French Normandy Style
Between 1918 and 1940, the French Normandy style – which was patterned after homes in the Normandy region of France - was most popular. While having a long history in Canada, the home design also struck a chord with an emerging middle class in the U.S. willing to spend money on elaborate homes.
In keeping with the picturesque manor homes and farmsteads on the Normandy countryside, these house designs included a round tower topped with a cone-shaped roof. Steep roof pitches, dormers and half-timbering recreated the romantic French chateau. Brick, stone, and stucco exteriors are similar to other French style house plans.
These majestic homes have impressive facades of brick and stucco. At top is a six-bedroom home (Plan #135-1216) with a playroom, den, breakfast nook, a computer loft; and a circular stone tower with a cone-shaped roof. The two-story, four-bedroom home (bottom, Plan #115-1174) has a covered porch, den, family room, and a Great Room that opens into the rear patio. (See photos below).
The stylish Great Room and rear patio decked with furniture in warm earth tones.
French Eclectic (French Provincial or French Traditional)
A variation of the French Normandy style, French eclectic house plans were fashionable in the 1920s and 1930s. Usually one to two-story structures, they are simple, square, and symmetrical with a huge hipped roof. Entrances are enclosed or recessed. Again, exteriors are of brick, stucco or stone with minimal ornamentation. Windows can be arched or rectangular.
Floor plans can be open with a Great Room encompassing a formal dining room, a kitchen/kitchen island/breakfast nook. The space can also connect to an outdoor porch, a patio, or a garden. The flex space is perfect for formal and informal gatherings.
These inviting double doors open into a beautifully simple five-bedroom home design (Plan #170-1573). It’s “symmetry in motion” with the balance of tall windows on each side. A hipped roof, brick façade and landscaping make it more attractive.
A French Traditional plan with five bedrooms that includes a Great Room, hearth room and study (Plan #170-2193).
Open floor space with an informal sitting area, a work desk, kitchen/kitchen island and breakfast nook in French style home (Plan #115-1174).

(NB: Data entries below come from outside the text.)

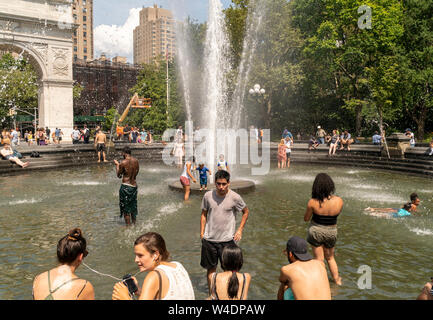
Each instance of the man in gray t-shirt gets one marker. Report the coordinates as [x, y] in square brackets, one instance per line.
[218, 222]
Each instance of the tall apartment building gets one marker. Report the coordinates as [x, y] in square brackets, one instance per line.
[155, 36]
[82, 11]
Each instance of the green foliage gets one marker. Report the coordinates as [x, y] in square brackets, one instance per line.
[236, 18]
[152, 84]
[18, 85]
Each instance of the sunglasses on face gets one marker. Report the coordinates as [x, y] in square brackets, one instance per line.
[221, 184]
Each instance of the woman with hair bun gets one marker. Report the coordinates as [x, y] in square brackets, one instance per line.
[323, 211]
[61, 283]
[230, 285]
[165, 281]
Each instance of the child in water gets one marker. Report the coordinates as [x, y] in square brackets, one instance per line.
[222, 164]
[203, 176]
[404, 212]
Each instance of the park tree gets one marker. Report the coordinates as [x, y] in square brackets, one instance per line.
[236, 21]
[275, 65]
[152, 84]
[18, 85]
[416, 62]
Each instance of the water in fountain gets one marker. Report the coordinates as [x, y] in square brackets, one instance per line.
[183, 55]
[256, 15]
[217, 66]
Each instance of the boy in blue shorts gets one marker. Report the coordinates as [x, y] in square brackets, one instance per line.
[203, 176]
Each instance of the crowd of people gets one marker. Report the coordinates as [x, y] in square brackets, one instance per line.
[303, 278]
[134, 135]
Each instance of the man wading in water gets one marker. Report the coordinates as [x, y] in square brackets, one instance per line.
[128, 171]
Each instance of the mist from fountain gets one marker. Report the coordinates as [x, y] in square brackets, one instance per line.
[256, 15]
[217, 66]
[217, 108]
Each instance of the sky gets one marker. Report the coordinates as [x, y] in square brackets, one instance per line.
[114, 21]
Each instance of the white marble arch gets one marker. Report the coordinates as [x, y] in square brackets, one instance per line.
[41, 30]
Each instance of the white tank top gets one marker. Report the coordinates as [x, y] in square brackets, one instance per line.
[185, 170]
[180, 287]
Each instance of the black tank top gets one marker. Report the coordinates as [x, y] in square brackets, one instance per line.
[325, 220]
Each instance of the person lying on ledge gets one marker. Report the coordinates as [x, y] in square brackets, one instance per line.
[406, 211]
[8, 154]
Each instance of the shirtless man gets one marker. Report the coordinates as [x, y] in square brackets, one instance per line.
[100, 141]
[304, 278]
[427, 292]
[8, 154]
[128, 170]
[415, 201]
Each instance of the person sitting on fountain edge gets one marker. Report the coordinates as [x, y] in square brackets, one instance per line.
[8, 154]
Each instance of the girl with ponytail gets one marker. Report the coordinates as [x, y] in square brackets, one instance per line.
[230, 285]
[61, 283]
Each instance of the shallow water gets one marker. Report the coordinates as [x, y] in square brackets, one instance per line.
[37, 209]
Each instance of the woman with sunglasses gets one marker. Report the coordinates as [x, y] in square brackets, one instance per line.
[61, 283]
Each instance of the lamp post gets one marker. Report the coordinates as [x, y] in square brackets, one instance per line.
[34, 115]
[257, 91]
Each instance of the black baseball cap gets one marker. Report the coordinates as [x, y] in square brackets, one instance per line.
[298, 247]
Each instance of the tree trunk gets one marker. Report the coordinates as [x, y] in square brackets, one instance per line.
[420, 121]
[382, 133]
[268, 112]
[358, 111]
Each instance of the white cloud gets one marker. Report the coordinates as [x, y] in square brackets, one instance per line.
[117, 40]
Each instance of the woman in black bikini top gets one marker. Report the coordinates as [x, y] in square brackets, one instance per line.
[71, 251]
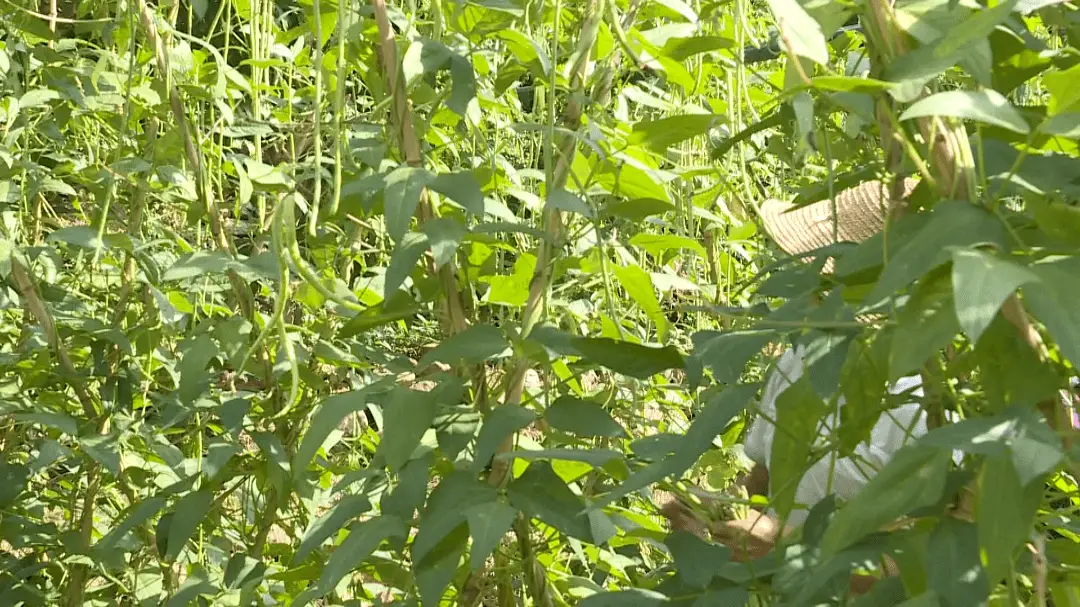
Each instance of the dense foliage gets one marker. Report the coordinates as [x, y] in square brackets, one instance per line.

The kitchen area with a kitchen island and a view of the living room (Plan # 142-1045). Another open floor plan (#161-1022) with the Great Room opening to an outdoor patio.
Which French Revival style do you fancy? If you want to recreate a more romantic age, you will find inspiration in a picturesque cottage on the hillside, an elegant manor, or perhaps, a chateau. After all, who wouldn’t love one of these charming homes?